Union democracy means that the members are a part of an open organization and have direct input into how the union operates and how decisions are made. A democratic labor union is transparent and it is member-driven, while exclusion and secrecy are its enemy. This is not a revolutionary concept in the labor movement by any means, but it is often an illusory one and sometimes difficult to implement in practice.
The Labor Management-Labor Reporting and Disclosure Act (LMRDA) of 1959 includes a “Bill of Rights” that provides for certain democratic rights for union members, including: free speech and due process; freedom of assembly; the right to a secret ballot on dues; the right to receive a copy of the contract. While the LMRDA was controversial when debated in the late 1950s—since organized labor properly noted that Congress never would insert itself so directly in the internal operations of corporations—it has nonetheless provided a baseline for democratic operations.
The legislation grew out of a reaction to abuses of some unions towards their membership- with top-down and autocratic structures and decision making that locked out the rank and file, and operated in secrecy. Some of these unions were in fact corrupt and there was a strong desire to rectify these by law.

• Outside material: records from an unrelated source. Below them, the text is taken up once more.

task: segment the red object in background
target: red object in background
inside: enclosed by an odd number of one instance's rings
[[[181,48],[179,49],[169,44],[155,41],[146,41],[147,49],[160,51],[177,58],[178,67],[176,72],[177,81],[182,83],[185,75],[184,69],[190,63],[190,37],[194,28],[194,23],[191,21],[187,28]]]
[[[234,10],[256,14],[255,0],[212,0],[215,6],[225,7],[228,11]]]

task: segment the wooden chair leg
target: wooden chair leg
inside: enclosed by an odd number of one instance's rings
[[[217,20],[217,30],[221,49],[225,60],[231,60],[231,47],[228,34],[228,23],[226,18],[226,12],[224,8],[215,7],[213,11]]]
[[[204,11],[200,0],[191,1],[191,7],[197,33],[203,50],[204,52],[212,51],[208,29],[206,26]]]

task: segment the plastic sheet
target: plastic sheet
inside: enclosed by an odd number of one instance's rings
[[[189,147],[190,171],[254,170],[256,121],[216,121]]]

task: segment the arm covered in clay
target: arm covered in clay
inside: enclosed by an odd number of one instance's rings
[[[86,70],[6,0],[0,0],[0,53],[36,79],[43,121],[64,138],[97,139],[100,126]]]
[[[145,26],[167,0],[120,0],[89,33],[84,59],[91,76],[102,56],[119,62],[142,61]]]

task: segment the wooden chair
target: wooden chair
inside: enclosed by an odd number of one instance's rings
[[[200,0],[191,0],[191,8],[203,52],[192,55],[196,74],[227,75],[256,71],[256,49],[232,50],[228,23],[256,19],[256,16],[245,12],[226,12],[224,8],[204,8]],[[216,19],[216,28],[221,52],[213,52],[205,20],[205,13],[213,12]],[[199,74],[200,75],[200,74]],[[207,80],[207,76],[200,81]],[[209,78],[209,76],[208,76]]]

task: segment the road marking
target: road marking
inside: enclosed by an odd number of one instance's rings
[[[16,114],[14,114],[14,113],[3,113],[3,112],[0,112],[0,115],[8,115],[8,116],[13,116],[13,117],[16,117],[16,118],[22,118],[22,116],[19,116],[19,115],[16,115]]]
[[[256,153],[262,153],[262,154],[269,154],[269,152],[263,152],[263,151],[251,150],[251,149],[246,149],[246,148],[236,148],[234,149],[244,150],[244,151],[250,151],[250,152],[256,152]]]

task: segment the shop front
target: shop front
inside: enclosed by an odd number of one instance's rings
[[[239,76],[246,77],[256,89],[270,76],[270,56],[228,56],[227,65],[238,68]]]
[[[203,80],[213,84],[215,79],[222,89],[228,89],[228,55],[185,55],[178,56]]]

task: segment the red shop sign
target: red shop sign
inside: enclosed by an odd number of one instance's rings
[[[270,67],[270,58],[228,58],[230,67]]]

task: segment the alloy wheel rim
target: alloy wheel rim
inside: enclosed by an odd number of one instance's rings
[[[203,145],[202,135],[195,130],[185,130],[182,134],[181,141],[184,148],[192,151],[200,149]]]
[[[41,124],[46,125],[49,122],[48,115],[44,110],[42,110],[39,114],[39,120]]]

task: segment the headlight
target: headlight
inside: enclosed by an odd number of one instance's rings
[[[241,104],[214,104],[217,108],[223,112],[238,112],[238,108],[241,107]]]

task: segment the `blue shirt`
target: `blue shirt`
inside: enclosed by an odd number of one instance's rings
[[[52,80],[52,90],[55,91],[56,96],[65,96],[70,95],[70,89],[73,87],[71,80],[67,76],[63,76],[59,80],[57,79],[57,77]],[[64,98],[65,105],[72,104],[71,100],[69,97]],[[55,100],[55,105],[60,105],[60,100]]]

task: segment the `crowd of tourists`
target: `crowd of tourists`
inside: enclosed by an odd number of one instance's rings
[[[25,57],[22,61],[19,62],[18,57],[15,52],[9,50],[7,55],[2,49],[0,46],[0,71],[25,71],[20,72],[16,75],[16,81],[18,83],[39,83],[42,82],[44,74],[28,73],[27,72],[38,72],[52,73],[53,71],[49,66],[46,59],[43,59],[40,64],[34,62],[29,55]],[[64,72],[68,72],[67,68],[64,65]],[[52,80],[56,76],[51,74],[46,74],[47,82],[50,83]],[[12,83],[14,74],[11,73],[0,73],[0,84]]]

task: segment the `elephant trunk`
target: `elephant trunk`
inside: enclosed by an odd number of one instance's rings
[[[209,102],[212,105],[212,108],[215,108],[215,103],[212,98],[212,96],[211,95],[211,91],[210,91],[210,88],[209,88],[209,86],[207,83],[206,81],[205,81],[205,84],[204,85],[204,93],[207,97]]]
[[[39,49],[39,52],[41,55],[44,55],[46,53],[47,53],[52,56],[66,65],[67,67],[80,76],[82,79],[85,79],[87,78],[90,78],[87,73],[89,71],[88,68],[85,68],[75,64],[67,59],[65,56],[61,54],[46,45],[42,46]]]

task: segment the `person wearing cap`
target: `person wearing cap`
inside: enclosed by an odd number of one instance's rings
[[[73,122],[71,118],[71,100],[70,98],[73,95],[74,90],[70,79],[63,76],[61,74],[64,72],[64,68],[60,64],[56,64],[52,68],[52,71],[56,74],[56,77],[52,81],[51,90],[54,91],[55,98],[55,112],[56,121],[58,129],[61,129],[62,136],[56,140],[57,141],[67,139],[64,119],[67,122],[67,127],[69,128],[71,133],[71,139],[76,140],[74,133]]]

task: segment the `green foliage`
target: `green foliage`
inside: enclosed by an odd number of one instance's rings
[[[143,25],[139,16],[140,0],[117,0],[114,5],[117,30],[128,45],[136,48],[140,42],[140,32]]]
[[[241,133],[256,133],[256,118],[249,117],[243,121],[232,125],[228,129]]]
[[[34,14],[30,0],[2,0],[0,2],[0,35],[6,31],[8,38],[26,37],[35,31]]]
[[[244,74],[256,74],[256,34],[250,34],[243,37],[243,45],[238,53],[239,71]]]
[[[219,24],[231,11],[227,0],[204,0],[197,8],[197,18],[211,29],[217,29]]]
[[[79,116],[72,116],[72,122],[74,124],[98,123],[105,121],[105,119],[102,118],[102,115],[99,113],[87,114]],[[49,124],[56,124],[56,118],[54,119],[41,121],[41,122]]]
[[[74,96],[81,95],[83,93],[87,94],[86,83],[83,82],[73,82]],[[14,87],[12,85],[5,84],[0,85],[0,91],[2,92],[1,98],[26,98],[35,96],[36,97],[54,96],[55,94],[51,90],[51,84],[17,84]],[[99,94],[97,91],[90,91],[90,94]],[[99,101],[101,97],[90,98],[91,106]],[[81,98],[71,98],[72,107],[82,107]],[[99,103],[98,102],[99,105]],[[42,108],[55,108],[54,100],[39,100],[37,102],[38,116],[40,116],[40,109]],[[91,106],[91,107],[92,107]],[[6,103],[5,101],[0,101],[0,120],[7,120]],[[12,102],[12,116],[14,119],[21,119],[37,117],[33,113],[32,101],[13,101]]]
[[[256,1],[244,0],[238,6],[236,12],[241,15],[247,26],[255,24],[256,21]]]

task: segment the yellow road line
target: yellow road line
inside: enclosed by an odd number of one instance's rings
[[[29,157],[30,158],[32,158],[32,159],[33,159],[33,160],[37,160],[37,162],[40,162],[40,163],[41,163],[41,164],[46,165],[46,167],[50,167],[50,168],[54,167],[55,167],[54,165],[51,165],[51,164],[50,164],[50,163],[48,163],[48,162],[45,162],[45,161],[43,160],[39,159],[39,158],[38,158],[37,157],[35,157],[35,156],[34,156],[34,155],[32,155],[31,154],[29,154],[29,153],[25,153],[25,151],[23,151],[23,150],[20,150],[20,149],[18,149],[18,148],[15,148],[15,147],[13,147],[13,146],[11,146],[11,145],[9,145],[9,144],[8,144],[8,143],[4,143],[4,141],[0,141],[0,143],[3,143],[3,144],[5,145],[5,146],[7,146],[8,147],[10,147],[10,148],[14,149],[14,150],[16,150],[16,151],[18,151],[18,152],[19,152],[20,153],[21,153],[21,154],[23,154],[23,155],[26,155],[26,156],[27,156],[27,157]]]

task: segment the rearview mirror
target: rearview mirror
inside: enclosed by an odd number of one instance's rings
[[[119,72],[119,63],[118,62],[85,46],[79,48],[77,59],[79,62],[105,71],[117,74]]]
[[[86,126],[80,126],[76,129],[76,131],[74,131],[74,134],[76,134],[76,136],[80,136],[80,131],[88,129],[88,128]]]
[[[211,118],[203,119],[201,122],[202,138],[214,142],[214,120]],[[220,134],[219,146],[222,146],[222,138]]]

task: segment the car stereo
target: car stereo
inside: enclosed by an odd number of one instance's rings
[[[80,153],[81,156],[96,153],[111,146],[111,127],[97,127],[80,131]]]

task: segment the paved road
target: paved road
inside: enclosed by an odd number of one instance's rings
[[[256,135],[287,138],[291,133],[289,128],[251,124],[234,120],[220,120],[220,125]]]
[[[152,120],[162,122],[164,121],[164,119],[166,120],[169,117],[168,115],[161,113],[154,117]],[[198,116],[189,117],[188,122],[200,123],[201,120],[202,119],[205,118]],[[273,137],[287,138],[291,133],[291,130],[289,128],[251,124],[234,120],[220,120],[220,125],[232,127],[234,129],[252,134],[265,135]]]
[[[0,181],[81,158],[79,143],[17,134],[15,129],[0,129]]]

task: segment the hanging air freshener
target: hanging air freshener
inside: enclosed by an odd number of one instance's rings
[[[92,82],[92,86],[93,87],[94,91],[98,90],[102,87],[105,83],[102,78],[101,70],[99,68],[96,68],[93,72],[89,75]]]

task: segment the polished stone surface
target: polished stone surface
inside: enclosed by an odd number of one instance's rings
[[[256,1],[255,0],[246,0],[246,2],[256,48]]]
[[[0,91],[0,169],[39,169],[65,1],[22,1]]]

Benchmarks of union democracy
The Association for Union Democracy (the AUD) is described as a “non-profit organization dedicated to advancing the principles and practices of democratic trade unionism in the North American labor movement.” It has suggested that there are “benchmarks” for measuring and monitoring union democracy. These include:
- Fair elections that promote participation
- Frequent contested elections (that go beyond the minimum Department of Labor requirements)
- Open publications
- Elected shop stewards (floor representative)
- Member ratification of contracts
- Grievants’ bill of rights (full participation in the process with full information on their case)
- Regular local meetings
- Education for members
- Internal communication (including member caucuses, rank-and-file newsletters and Web sites)
The AUD acknowledges that this is not an exhaustive list and some items may be debatable, and that achieving such democracy entails “constant vigilance and struggle.” But these benchmarks offer a good starting point as well as providing a checklist to measure a union’s progress toward that goal.
Leadership development and organizing
A union is not a passive organization nor is it a secret society. It functions best when there is openness and when the membership owns and participates in its operation. A union is not an insurance company nor is it like the American Automobile Association, which comes to our rescue when we need it because we have paid our dues. A union requires an active and engaged membership with dynamic and visionary leadership at all levels. Again, secrecy is not a sign of a strong, confident or democratic organization, but rather a sure sign of control, paranoia and exclusion.
Labor activist and author Michael Eisenscher once wrote, “So long as union members are treated like, and see themselves as, consumers of union services rather than co-creators (with one another and with their leaders) of union power, efforts to recruit members to this organizing task … will always fall short of what is needed.”
This organizing and democratic model also suggests that it is not enough for a union to simply “win” grievances and arbitrations and to negotiate collective bargaining agreements— what Eisenscher calls the “Contracts-R-Us” model. But rather the challenge is to build a truly democratic and powerful union that can achieve such short-term goals while also focusing on the larger picture which would include the role of the employee and the relationship to the employer and to the product or service being produced. For MNA nurses and health care professionals this easily translates into advocacy for safe working conditions (safe needles, safe staffing) as well as the delivery of quality patient care (safe patient handling) and issues such as national health insurance.
The MNA and the democratic model
The MNA has evolved over the years into a strong and active labor union. Many of the benchmarks listed above are ones that have been met in MNA units. Examples include bargaining units that have:
- Regular monthly membership meetings
- Ratification of initial contract proposals
- Organizing members in support of grievances
- Group actions that challenge bad management policies and actions
- Open negotiations with members in attendance
- Unit newsletters and bargaining updates
- Contract action teams
- A fully mapped and regularly updated facility
- An operational and effective internal communications system
- High union visibility
- Structured union orientations
- A full complement of elected officers and floor representatives
But the work continues and the challenges remain as it is always an on-going process. With the advent of the new National Nurses Union (NNU), the MNA has a tremendous opportunity to develop into a powerful and democratic union.
While the recent membership vote to affiliate into the NNU was not without differences of opinions, there was a full opportunity for debate of the issues involved in creating a new national union. Such opportunity to discuss and dissent and then to ultimately make an informed decision is an example of union democracy in action.
The MNA passed the test of union democracy and can only become stronger as a result.